Giovanni-Battista Ferrari describes the main Roman gardens of his acquaintance, and in particular the superb botanical garden of palazzo Barberini at the Quirinal: cardinal Francesco Barberini, who financed the edition of De Flora Cultura, had gathered there the rarest exotic species recently introduced in Europe, such as the Cape Amaryllis, the Cape Hemanthus and the Chinese Rose.

Ferrari also deals with the composition and maintenance of gardens, the growing of flowers (including a passage on how to preserve them during long journeys), and the art of flower compositions. He drew on his own observations and extensive reading, as well as the experience of enlightened horticulturists such as Tranquillo Romauli and Giovan Battista Martelletti.

This work is also one of the first scientific books to contain illustrations made using a microscope: the plate showing 3 seeds of the Chinese Rose was drawn using a microscope from the Academia dei Lincei.

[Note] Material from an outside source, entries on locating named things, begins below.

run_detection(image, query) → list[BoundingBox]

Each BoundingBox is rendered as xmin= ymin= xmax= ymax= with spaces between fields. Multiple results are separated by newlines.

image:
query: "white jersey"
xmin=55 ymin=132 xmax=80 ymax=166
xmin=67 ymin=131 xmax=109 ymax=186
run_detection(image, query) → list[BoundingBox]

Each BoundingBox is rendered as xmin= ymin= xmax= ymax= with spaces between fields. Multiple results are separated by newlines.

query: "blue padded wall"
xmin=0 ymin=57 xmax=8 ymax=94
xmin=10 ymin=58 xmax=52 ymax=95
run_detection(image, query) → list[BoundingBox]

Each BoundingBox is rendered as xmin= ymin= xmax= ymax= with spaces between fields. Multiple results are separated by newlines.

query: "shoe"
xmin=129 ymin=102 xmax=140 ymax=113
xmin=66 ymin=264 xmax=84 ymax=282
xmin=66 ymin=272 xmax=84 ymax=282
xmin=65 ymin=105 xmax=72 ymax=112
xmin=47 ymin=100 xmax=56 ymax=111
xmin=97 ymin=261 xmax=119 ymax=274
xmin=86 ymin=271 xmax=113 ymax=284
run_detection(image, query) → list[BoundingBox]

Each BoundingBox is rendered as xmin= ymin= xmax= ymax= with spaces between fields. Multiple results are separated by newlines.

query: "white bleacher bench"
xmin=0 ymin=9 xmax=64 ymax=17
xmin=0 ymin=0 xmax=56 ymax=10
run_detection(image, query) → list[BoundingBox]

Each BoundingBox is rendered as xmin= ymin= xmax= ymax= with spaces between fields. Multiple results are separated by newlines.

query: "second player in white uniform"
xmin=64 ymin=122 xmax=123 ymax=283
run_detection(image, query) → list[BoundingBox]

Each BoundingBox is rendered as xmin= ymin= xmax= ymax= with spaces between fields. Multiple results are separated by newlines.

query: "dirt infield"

The Jesuit orientalist and naturalist Giovanni-Battista Ferrari (1584-1655) had learnt Hebrew, Syriac and Arabic. He was a member of the commission responsible for translating the Bible into Arabic, prefect of studies at the Maronite College (1616-1619 and 1628) and professor of Hebrew, literature and grammar at the Roman College (1618-1647). He published numerous treatises, particularly on preaching, but will go down in history for his two works on horticulture and botany, his main passions. As a member of Roman high society, he had access to the great Roman gardens and, thanks to Cardinal Barberini, was able to frequent learned and artistic circles, in particular Cassiano Dal Pozzo, Federico Cesi and the Academia dei Lincei.

The Barberinis were patrons of his two books on natural history, the present De Florum cultura (1633) and the Hesperides (1646, the first monograph on citrus fruits), while Cassiano Dal Pozzo provided the botanical drawings on both occasions.

A superb complete copy, preserved in its contemporary Italian vellum binding.